AYANDA KOTA*
Güney Afrika Polis Teşkilatı, 45 Marikana maden işçisini canice katletti. Güney Afrika, dünyada eşitsizliğin en yoğun olduğu ülkedir. Bu ülkede yoksulluk çok ciddi boyuttadır. Ülkenin her köşesinde sağlığın tehdit altında olduğu ve elektriğin dahi olmadığı gecekondular bulunuyor. İşsizlik yüzde kırk oranında seyrediyor. Ekonomik eşitsizlik siyasi eşitsizlikle çakışırken, eylemciler her yerde polisin ve yerel parti yapılanmalarının baskısına maruz kalıyor.
Madencilik, Güney Afrika’nın baskı tarihinin hep merkezinde yer aldı. Sandton bölgesini zenginleştirerek Sandton yapan ve Eastern Cape’teki Bantustans yöresini perişan hale getiren madencilik oldu. Güney Afrika’da madencilik, işçi sömürüsüyle İngiltere elitlerinin zenginliklerine zenginlik kattı. Dolayısıyla, kırsal Eastern Cape’in yoksulluğu, Sandton ve Londra’nın zenginliğine bakılmadan anlaşılamaz.

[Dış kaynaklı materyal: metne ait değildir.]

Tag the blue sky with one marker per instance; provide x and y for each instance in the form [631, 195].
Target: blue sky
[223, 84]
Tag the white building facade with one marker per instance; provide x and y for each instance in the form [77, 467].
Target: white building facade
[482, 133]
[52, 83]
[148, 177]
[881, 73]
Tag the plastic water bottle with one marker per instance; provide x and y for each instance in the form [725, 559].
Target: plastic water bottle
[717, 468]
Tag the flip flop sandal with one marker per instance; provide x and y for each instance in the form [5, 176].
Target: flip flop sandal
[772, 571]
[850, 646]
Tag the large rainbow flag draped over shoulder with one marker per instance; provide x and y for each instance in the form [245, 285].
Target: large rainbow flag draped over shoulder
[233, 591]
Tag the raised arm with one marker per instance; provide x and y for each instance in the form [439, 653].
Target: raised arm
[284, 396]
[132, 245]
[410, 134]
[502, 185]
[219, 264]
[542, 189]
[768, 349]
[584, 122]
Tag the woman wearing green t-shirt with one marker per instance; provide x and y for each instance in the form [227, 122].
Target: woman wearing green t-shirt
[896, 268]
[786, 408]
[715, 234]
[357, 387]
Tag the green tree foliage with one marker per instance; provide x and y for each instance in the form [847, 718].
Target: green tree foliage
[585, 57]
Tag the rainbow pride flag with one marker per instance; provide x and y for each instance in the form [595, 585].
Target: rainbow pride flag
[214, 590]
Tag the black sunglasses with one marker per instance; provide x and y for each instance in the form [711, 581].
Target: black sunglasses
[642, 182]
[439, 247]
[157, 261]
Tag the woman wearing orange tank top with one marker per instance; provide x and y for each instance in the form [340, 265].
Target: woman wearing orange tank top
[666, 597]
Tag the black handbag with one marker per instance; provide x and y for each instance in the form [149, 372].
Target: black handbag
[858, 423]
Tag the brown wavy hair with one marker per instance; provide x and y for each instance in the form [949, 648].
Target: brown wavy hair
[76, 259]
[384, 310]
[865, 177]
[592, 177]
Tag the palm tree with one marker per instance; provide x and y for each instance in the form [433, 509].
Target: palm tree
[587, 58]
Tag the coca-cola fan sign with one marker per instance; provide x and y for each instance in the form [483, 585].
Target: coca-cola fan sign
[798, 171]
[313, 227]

Madencilik, son zamanlarda Güney Afrika’daki haberlerde sık sık karşımıza çıkıyor. Siyahîleri Ekonomik Güçlendirme (BEE) programının bir kanadını temsil eden, fırsatçı ve otoriter Malema, madenlerin kamulaştırılması taraftarı oldu. İttifakın içindeki ve dışındaki ilerici güçler ise Malema’ya içinde bulunduğu zümrenin en yağmacı kesimini temsil ettiği ve kâr getirmeyen madenlere sahip olan dostlarının işletmelerini sübvanse edeceği gerekçesiyle karşı çıktı. Bizim talebimiz, madenlerin toplumsallaştırılarak işçilerin denetimine geçmesi ve süregelen yüz yıllık sömürünün ortadan kalkmasıdır.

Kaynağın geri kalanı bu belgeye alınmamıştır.